In 2016, the VC firm launched its current 12J offering with Knife Capital Fund II. The fund (KNF Ventures) which invests primarily in Series A stage has eight startups in its portfolio. Last year the firm told TechCrunch of its intention to extend the Fund II and open to new investors. The plan was to give startups access to networks, money and expansion opportunities.

“We want to help South African and African companies internationalize,” said co-managing partner Andrea Bohmert at the time. A testament to its cause, one of its portfolio companies, DataProphet, raised $6 million Series A to expand into the U.S. and Europe.

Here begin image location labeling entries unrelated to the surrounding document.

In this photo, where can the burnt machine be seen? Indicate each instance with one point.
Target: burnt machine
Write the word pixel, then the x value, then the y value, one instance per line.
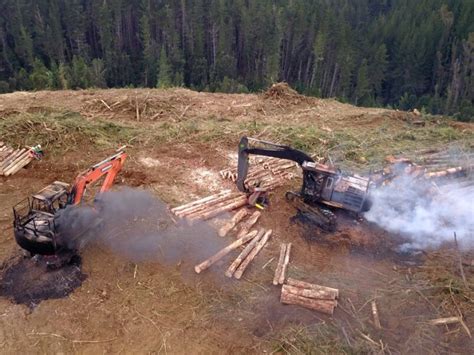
pixel 323 186
pixel 36 218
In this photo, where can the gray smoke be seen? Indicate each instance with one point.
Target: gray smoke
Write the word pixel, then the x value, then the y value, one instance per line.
pixel 426 215
pixel 137 225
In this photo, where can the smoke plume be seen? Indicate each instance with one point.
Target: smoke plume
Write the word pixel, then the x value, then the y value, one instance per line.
pixel 427 215
pixel 137 225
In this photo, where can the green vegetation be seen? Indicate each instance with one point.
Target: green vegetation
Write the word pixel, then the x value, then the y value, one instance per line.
pixel 352 147
pixel 406 54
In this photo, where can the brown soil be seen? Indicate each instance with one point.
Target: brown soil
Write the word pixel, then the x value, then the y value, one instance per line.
pixel 144 307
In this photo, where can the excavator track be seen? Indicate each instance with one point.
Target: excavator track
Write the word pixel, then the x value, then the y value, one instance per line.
pixel 321 217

Bohmert tells TechCrunch that the third fund aims to address the critical Series B funding gap that has characterised the venture capital asset class in South Africa, resulting in businesses not reaching full potential or exiting too early.

“Lately, we see an increase in companies able to raise $2 million to $5 million funding rounds. And while the companies are operating within their home country, in our case South Africa, such amounts take you far due to the local cost structure,” Bohmert says. “However, once these companies start gaining international traction and need to build an infrastructure outside of their home country, they need to raise significant amounts to afford so. There are currently hardly any South African VC funds, perhaps other than Naspers Foundry, that can write checks of $5 million or more and are willing to deploy them to finance the externalization of South African companies into larger markets.”

As a result, Bohmert argues that Africa has become an incubator for international VCs who can write these checks but cannot provide the local support most of these companies still need. Likewise, there are instances where international investors actively search for local co-investors in South Africa to invest in a round, and not finding one might blow the chances of them going further with the investment. This is the gap Knife Capital intends to fill by launching this fund, Bohmert says.

“We want to be the local lead investor of choice for South African technology companies looking to internationalise, co-investing with international investors who can lead the Series B discussion and further.”  

This week, Knife Capital secured $10 million out of the 50 from Mineworkers Investment Company (MIC), a South Africa-based investment firm. The commitment positions MIC as an anchor investor to the fund alongside other local and international investors.

Nchaupe Khaole, the CIO at MIC, explained that the move to change the way local institutional investors approach venture capital investment has been in MIC’s pipeline for a while. And by partnering with Knife Capital, this idea can begin to materialize.

“Our commitment brings to the table the investment, along with many of our strengths as an experienced player. One of which is our ability to influence the companies within our portfolio to partner with us and effect real, tangible change to the South African economy. We are delighted to be a key catalyst in the success of this funding round,” he said.

As per other details, Knife Capital aims for a first close by May and a final close by the end of the year. Most of its participation will be co-investing, and the idea is to that in 10 to 12 companies.